Alla pagina indice sulla politica internazionale

I capisaldi della questione

Il rapporto Hutton

Il 28 gennaio 2004 è stato pubblicato il rapporto conclusivo di Lord Hutton, che era stato incaricato dal governo britannico di indagare sulle circostanze della morte del Dr. David Kelly, esperto di armi biologiche, suicidatosi dopo la rivelazione che egli era la fonte di una serie di servizi della BBC su presunte manipolazioni dei rapporti dei servizi segreti, volute dal governo stesso per giustificare l'attacco all'Iraq. Il rapporto nega che vi sia stata alcuna manipolazione e getta la responsabilità di tutta la vicenda sulla BBC, che avrebbe agito in modo superficiale e parziale, riportando le dichiarazioni di Kelly in modo impreciso e tendenzioso. In particolare i vertici della BBC sarebbero stati responsabili del mancato controllo sulla trasmissione e pubblicazione di servizi giornalistici contenenti informazioni errate.

In conseguenza, il presidente ed il direttore generale della BBC, Gavin Davies e Greg Dyke, si sono dimessi dai loro incarichi. Anche il giornalista Andrew Gilligan, autore dei servizi in questione, si è dimesso.

I sondaggi di opinione riportano che la maggioranza del pubblico britannico disapprova il comportamento del governo britannico e ritiene che non sia colpa della BBC. Greg Dyke, ormai libero da vincoli, ha fatto dichiarazioni molto forti contro il rapporto Hutton. In particolare, ha fatto notare che ad un giornalista non può essere chiesto di accertare la verità delle dichiarazioni di un esperto, altrimenti diventerebbe impossibile pubblicare alcunché su argomenti delicati come quello del caso Kelly.

La relazione Kay

Il giorno stesso in cui a Londra veniva pubblicato il rapporto di Lord Hutton, a Washington il capo degli ispettori americani inviati in Iraq per cercare le armi segrete di Saddam Hussein, terminato il suo incarico, presentava le sue conclusioni al Congresso. David Kay ha dichiarato senza esitazione che non vi erano affatto armi di distruzione di massa in Iraq. Il suo successore concorda e ritiene poco probabile che le ulteriori ricerche tuttora in corso troveranno alcunché.
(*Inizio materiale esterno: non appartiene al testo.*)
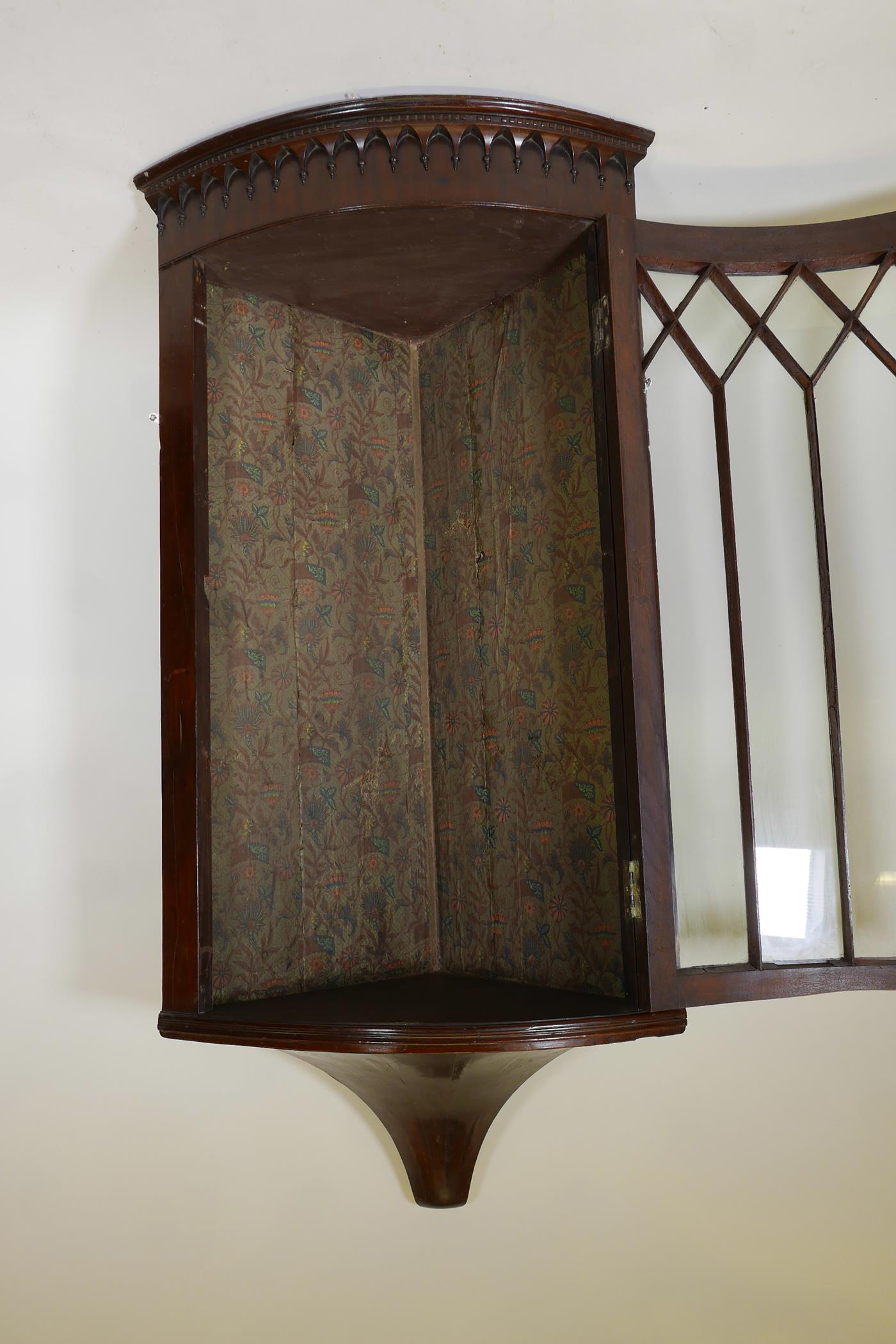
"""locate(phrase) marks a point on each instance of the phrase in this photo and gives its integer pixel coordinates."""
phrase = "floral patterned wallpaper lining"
(320, 768)
(319, 836)
(523, 774)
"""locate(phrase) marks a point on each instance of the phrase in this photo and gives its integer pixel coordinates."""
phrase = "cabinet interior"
(412, 689)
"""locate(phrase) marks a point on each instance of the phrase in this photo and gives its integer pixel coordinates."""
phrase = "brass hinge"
(636, 910)
(601, 326)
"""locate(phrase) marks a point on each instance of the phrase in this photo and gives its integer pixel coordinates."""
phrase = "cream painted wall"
(732, 1186)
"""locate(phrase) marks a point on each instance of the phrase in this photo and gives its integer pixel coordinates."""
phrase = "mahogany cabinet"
(418, 797)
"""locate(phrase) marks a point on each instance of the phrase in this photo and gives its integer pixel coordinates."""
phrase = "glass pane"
(715, 327)
(856, 401)
(785, 666)
(805, 326)
(696, 660)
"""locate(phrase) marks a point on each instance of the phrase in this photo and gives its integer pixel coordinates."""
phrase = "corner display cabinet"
(424, 750)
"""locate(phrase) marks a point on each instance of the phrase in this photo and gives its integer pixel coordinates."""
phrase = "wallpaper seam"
(426, 724)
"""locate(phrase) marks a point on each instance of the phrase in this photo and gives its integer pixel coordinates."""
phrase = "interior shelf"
(433, 1011)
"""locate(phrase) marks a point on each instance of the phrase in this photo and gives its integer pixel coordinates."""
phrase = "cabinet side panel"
(525, 820)
(184, 716)
(649, 811)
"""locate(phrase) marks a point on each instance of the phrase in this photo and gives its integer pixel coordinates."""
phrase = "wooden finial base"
(437, 1108)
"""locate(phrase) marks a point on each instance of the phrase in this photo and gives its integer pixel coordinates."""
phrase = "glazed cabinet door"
(770, 383)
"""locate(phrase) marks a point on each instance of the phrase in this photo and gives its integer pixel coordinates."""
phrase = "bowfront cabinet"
(421, 778)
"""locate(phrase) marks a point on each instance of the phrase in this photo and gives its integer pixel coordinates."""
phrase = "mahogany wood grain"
(404, 272)
(184, 641)
(751, 250)
(798, 253)
(639, 602)
(430, 1012)
(437, 1109)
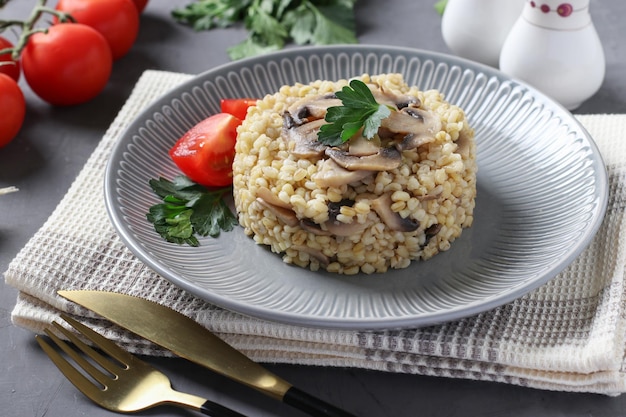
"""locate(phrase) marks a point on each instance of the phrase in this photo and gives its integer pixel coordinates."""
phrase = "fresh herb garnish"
(189, 209)
(360, 110)
(273, 23)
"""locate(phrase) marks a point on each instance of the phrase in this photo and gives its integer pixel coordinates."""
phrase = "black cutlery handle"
(212, 409)
(311, 405)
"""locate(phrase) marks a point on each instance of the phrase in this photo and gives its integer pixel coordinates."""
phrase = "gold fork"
(126, 386)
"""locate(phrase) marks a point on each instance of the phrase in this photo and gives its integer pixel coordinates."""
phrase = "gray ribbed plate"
(542, 194)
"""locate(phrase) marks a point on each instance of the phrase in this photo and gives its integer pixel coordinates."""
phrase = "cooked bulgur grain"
(408, 196)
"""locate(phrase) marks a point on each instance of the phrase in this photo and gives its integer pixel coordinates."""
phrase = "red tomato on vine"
(140, 4)
(70, 64)
(12, 109)
(116, 20)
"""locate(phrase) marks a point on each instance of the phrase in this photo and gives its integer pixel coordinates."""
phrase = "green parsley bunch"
(273, 23)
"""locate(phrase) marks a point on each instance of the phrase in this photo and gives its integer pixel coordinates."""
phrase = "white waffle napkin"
(567, 335)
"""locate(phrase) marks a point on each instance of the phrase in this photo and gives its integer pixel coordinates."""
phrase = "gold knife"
(189, 340)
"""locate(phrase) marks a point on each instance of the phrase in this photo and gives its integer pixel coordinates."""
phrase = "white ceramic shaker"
(554, 46)
(476, 29)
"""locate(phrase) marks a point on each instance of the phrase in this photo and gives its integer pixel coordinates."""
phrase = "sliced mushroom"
(312, 108)
(284, 215)
(383, 96)
(385, 159)
(302, 139)
(333, 175)
(417, 126)
(315, 253)
(393, 220)
(431, 232)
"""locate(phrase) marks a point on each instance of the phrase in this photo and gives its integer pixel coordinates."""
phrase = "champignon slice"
(385, 159)
(284, 215)
(302, 140)
(312, 108)
(383, 96)
(417, 125)
(315, 253)
(393, 220)
(333, 175)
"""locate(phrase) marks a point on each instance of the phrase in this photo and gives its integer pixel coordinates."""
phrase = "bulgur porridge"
(365, 206)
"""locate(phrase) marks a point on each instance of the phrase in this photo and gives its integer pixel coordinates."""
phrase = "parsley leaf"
(273, 23)
(360, 110)
(189, 209)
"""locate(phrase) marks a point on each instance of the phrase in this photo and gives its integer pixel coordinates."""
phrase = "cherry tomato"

I parlamentari democratici ed anche un certo numero di repubblicani hanno chiesto l'istituzione di una commissione d'inchiesta indipendente sul lavoro svolto dai servizi segreti, essendo ormai evidente che i dati da essi forniti sulle armi irachene erano completamente errati. Il 31 gennaio il governo Bush ha espresso la sua disponibilità all'istituzione della commissione.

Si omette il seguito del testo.